Why it matters
These cases confirm that insurers cannot hide claims-handling and similar documents and information from production by using lawyers in an attempt to recharacterize normal business functions as legal functions. In one case, a Wisconsin federal district court rejected several insurers’ blanket assertion of privilege and/or work product over their factual investigations when acting as a subrogation plaintiff. The insurers asserted that their factual investigations of claims in fact was conducted in anticipation of subrogation litigation, but Manatt partners Robert Shulman and David Killalea successfully argued that such investigations are a central part of an insurer’s claims-adjustment process. Involving lawyers or renaming claims investigators “subrogation adjusters” does not shield that basic business function from discovery.
Similarly, a New York appellate court held that documents “prepared in the ordinary course of an insurer’s investigation of whether to pay or deny a claim are not privileged, and do not become so ‘merely because [the] investigation was conducted by an attorney.’”
In the Wisconsin federal district court case, Manatt partners Robert Shulman and David Killalea successfully argued that insurance companies are required to produce documents that are prepared in the ordinary course of the insurers’ investigation of their insured’s claims, notwithstanding the insurers’ efforts to involve lawyers and self-classify the information as having been prepared “in anticipation of litigation.” Specifically, several insurers brought subrogation claims against an appliance manufacturer arising from fires allegedly caused by defectively designed appliances. The manufacturer has successfully defended past cases by proving, among other things, that the fires had different causes, such as improper installation and user neglect (as well as by showing that the products were not defectively designed). Consequently, the manufacturer sought discovery of the insurers’ investigation into the origin and cause of each fire.
The insurers refused to produce documents generated in the investigation of their insureds’ claims, arguing that such information is protected work product. The insurers went so far as to argue that they were already anticipating litigation against the appliance manufacturer as early as the same day the fire was reported, before the insurers had investigated the origin and cause of the fire. The insurers in some instances attempted to buttress this argument by denominating their fact investigators as “subrogation adjusters” and by involving lawyers. The insurers also asserted that if the documents were created with a “dual purpose” – claims adjustment and subrogation litigation – they were protected from discovery.

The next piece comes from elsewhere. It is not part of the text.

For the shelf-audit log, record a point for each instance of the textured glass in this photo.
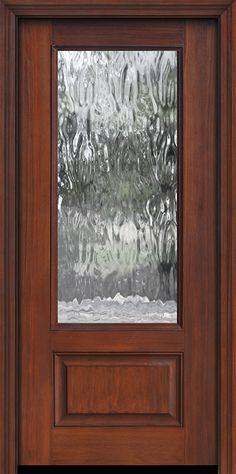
(117, 186)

The court rejected the insurers’ position that documents generated during the investigation of the claim are, as a matter of course, covered by the attorney-client privilege or work product doctrine. The court concluded that such factual investigations are a standard part of evaluating and paying claims. As such, even assuming that the documents were generated with a dual purpose when the insurers anticipated subrogation litigation against the manufacturer, the documents were discoverable and must be produced. The court further admonished that “just putting an attorney into the email string is not enough” to justify a claim of work product or attorney-client privilege. The court agreed to review documents in camera in the event there were particular instances of a legitimate claim of privilege or work product, but warned that if the insurers were relying on a blanket assertion, “there will be consequences.”
To read the decision in American Family Mutual Insurance Company et al. v. Electrolux Home Products, Inc., click here.
In the case before the New York appellate court, the insured, TransCanada, maintained a steam turbine power-generating facility in Queens, New York. A cracked generator had to be shut down for several months, leading TransCanada to file claims for repair costs and business-interruption losses with four of its property insurers.
Working together, the insurers hired experts – including attorneys and adjustors – to investigate the claim and determine the extent of coverage. All of the insurers ultimately denied coverage and jointly filed a declaratory judgment coverage action against TransCanada.
As part of discovery, TransCanada sought to obtain reports and related materials prepared by the insurers prior to the insurers’ denial of coverage. The insurers refused, arguing that the documents were protected by the attorney work product doctrine, the attorney-client privilege, and the common-interest privilege.
A special referee conducted an in camera review and ruled that the reports should be produced. A trial court judge upheld the decision last August.
The insurers appealed, and the appellate court again agreed with TransCanada, finding that the documents were business documents relating to a normal insurer business function.
The court relied on the general rule that “[d]ocuments prepared in the ordinary course of an insurer’s investigation of whether to pay or deny a claim are not privileged, and do not become so ‘merely because [the] investigation was conducted by an attorney.’”
The appellate panel also rejected the insurers’ common-interest argument. Because “there was no pending or reasonably anticipated litigation in which the insurance companies had a common legal interest,” the common-interest doctrine did not apply.